Há milhares de jovens médicos que até ao final do mês vão fazer o exame cuja nota determinará o acesso à especialidade, num ano em que a esmagadora maioria ficou refém da covid-19. À exceção dos que querem dedicar-se à saúde pública, e tiveram a "sorte" de aprender com a pandemia aquilo que até agora só conheciam dos livros, aos restantes faltou contacto com a realidade de outras áreas. Neste ano há 1867 vagas para preencher, pelo que mais uma vez ficarão de fora quase tantos como no ano passado: 1100.

Quando Bruno João iniciou o estágio na urgência pediátrica do Hospital Garcia de Orta (Almada), em janeiro deste ano, o coronavírus ainda estava longe. Hesitante entre ginecologia/obstetrícia e pediatria, o jovem médico entrou em 2020 com o entusiasmo próprio de quem ia, pela primeira vez, pisar o terreno. Mas a realidade tinha outros planos para ele. Dois meses depois, declarada a pandemia, a covid-19 e o medo de se ser infetado afastaram dos hospitais a maioria dos utentes.

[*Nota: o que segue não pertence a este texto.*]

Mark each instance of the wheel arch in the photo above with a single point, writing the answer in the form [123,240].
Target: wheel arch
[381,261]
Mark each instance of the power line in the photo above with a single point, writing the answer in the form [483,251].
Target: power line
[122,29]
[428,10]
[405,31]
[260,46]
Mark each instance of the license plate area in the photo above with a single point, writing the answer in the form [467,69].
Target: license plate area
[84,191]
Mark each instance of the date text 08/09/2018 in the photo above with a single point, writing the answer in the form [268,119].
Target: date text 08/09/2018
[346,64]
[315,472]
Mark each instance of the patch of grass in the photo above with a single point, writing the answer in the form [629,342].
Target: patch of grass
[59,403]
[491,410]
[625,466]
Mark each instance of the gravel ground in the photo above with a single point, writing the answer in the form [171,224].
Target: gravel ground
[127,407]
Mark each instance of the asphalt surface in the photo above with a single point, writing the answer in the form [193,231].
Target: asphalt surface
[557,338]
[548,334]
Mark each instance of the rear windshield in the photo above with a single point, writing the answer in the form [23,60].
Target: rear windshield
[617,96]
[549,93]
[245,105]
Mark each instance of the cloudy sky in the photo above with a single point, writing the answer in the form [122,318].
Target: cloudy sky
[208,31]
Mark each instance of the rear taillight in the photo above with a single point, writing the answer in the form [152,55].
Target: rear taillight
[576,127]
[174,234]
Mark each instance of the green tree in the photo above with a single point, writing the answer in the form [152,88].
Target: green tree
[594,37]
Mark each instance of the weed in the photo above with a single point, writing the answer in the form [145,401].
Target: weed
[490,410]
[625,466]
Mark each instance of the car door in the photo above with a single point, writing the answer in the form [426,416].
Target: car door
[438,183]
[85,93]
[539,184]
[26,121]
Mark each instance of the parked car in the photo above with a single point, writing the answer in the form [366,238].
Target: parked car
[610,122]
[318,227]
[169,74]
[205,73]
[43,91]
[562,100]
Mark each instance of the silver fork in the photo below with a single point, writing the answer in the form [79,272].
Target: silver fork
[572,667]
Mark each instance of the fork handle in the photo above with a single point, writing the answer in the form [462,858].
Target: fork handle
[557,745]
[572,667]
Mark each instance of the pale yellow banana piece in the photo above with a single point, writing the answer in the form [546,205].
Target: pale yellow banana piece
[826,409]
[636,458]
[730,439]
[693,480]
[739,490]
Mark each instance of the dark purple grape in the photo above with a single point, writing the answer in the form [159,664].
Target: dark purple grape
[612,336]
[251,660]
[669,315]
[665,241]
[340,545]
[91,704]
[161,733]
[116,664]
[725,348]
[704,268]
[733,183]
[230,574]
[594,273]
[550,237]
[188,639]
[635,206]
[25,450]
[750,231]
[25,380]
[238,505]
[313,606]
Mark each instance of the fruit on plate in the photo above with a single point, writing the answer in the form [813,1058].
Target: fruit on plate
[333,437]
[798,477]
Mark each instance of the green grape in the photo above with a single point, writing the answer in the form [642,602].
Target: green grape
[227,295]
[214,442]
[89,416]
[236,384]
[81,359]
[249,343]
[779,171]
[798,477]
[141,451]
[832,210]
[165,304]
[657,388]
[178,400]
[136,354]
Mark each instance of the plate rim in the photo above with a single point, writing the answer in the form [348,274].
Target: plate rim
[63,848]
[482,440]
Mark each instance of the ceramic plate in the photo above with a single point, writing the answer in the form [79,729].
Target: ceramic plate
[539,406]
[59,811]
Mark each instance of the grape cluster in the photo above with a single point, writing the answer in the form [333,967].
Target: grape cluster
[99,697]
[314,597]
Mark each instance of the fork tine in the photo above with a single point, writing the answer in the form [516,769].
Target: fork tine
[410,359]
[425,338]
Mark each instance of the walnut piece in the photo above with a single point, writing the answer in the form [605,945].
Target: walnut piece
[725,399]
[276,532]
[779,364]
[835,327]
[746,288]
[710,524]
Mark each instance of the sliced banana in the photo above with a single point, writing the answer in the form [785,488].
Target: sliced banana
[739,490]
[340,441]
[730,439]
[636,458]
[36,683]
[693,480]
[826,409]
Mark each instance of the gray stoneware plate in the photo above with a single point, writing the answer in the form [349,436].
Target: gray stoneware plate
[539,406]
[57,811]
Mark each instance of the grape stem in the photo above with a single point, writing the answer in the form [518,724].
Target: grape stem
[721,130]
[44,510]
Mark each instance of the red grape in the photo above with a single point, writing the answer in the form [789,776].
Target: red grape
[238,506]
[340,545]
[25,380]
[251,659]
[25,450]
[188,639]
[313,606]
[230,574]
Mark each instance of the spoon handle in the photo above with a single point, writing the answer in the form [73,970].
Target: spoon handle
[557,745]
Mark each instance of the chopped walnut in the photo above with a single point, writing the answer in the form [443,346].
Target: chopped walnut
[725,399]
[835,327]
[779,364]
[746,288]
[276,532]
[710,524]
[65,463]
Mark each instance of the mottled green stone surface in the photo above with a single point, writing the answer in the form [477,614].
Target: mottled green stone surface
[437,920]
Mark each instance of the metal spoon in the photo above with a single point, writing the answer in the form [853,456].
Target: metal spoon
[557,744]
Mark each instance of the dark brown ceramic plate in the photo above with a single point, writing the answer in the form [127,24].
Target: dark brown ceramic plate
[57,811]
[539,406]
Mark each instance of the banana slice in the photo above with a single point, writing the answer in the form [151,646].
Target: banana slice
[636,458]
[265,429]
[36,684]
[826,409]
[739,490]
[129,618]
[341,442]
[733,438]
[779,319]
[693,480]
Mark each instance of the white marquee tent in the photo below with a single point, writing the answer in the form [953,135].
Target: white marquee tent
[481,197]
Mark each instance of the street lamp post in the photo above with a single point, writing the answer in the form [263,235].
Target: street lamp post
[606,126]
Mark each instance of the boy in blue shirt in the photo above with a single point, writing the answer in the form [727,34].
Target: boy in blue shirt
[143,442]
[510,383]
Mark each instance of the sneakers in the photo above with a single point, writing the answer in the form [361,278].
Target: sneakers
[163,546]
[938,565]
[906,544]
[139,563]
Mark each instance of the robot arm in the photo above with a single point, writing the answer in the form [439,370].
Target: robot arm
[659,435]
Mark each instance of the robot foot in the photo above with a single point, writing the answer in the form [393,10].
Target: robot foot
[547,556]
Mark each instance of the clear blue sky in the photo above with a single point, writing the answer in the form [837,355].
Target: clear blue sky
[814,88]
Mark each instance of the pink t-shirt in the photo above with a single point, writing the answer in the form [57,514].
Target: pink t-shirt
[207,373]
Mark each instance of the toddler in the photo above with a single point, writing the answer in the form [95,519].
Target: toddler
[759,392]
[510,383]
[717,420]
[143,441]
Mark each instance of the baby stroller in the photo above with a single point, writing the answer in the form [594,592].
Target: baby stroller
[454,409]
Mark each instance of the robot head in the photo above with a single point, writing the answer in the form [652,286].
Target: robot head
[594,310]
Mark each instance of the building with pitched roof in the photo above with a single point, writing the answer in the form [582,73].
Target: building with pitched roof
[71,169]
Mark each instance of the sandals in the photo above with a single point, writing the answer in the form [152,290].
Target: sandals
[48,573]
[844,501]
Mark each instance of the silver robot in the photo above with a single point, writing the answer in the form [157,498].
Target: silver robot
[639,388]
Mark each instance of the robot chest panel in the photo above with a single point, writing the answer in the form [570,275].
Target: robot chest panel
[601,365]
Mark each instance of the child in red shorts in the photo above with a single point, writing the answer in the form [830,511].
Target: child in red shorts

"Teoricamente só tive dois meses para contactar com essa área. A urgência começou a ficar vazia, e entretanto o hospital mandou-nos para casa, para ajudarmos nos rastreios e no acompanhamento, ao telefone, das pessoas infetadas, encaminhando-as depois para os médicos de família." Num apartamento arrendado em Lisboa, o médico natural de Pombal acabaria por fazer dali o seu "consultório". Até que em maio decidiu dedicar-se a estudar para o exame, agora marcado para 30 de novembro. Tem sido assim desde há quase seis meses, porque sabe que o tempo não para, mesmo quando a vida parece suspensa. Entretanto, o principal problema mantém-se: "Há pouco mais de 1800 vagas e mais uma vez muita gente vai ficar de fora."